S.T.A.R. and a number of the arts and entertainment sector bodies have already been advising their members of the need to comply with the change in advertising practice, though some venues and promoters are still reeling in shock since the separation of the face value of a ticket from the booking fee has become so enshrined in deal-making.  That all the additional fees and charges, including ones that are transaction based, have to be displayed up-front before the purchaser starts their transaction, adds to the need to change practice to accommodate "inclusive prices".  The common practice of quoting prices "from £" must now include all the mandatory charges which would be incurred with that starting ticket price.

Of course, because of earlier rulings, many promoters and agents have simply stopped advertising ticket prices, leading to purchasers finding out about the actual prices and charges during their transactions. But the new CAP Code is designed to catch these practices, since it requires the inclusive price to be shown the first time the purchaser is advised of the price.  Which? has clearly shown that some ticket agents, including some S.T.A.R. members are not conforming.

Advice on specific marketing communications is available from the CAP Copy Advice team by telephone on 020 7492 2100, by fax on 020 7404 3404, or specific written enquiries can be made via an online request form www.cap.org.uk/Bespoke.  Ticketing system suppliers have been changing their Internet ticketing engines so that their user venues are able to comply with the Code, including arcane details such as that "Hover Boxes" which show the ticket prices when you mouse over a seating plan, also make reference to the fees and charges.  ENTA was one of the first to adapt their ENTAConnect and both AudienceView and PatronBase took their new web module ticket purchase pages to the CAP Copy Advice team for approval.
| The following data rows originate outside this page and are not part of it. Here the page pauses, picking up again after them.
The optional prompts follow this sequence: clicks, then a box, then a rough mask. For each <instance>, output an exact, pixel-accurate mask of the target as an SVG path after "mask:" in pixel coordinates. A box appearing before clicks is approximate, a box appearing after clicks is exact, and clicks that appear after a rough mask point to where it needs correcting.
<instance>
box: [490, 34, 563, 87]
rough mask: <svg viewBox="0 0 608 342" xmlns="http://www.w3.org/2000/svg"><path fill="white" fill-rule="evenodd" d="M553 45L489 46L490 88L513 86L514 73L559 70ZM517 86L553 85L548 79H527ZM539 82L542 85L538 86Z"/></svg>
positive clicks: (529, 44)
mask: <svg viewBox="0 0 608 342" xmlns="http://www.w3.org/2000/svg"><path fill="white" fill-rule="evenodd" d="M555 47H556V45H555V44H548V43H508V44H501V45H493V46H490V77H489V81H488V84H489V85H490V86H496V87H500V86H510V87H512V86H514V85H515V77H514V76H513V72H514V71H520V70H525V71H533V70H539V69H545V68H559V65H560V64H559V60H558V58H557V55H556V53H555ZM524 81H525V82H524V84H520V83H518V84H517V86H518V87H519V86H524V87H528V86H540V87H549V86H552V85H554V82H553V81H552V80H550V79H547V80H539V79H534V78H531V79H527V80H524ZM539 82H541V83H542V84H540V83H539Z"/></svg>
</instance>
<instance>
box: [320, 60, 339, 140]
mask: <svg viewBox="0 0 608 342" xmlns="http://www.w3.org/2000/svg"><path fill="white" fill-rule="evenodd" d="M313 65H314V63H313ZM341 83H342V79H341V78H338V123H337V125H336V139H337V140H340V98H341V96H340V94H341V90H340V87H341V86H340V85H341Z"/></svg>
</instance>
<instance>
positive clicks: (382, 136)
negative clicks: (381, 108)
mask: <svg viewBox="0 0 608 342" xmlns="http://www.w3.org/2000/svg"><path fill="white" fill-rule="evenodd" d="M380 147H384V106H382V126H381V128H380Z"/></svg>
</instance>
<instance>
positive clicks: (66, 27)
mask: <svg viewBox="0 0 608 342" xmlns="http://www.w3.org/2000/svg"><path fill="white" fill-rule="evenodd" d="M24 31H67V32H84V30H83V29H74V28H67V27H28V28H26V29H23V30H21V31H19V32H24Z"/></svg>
Which? intends to take their campaign to the ticketing industry in the New Year and also has the option of forming a "super-complaint" to the Office of Fair Trading.  "Super-complaints" have been successful in the past in triggering investigations which for example led to the regulations on imposed credit/debit card payment method surcharges to protect consumers from charges which cost more than the actual cost of processing.  Which? is now applying the same argument to surcharges such as postage, print-at-home tickets, and so on.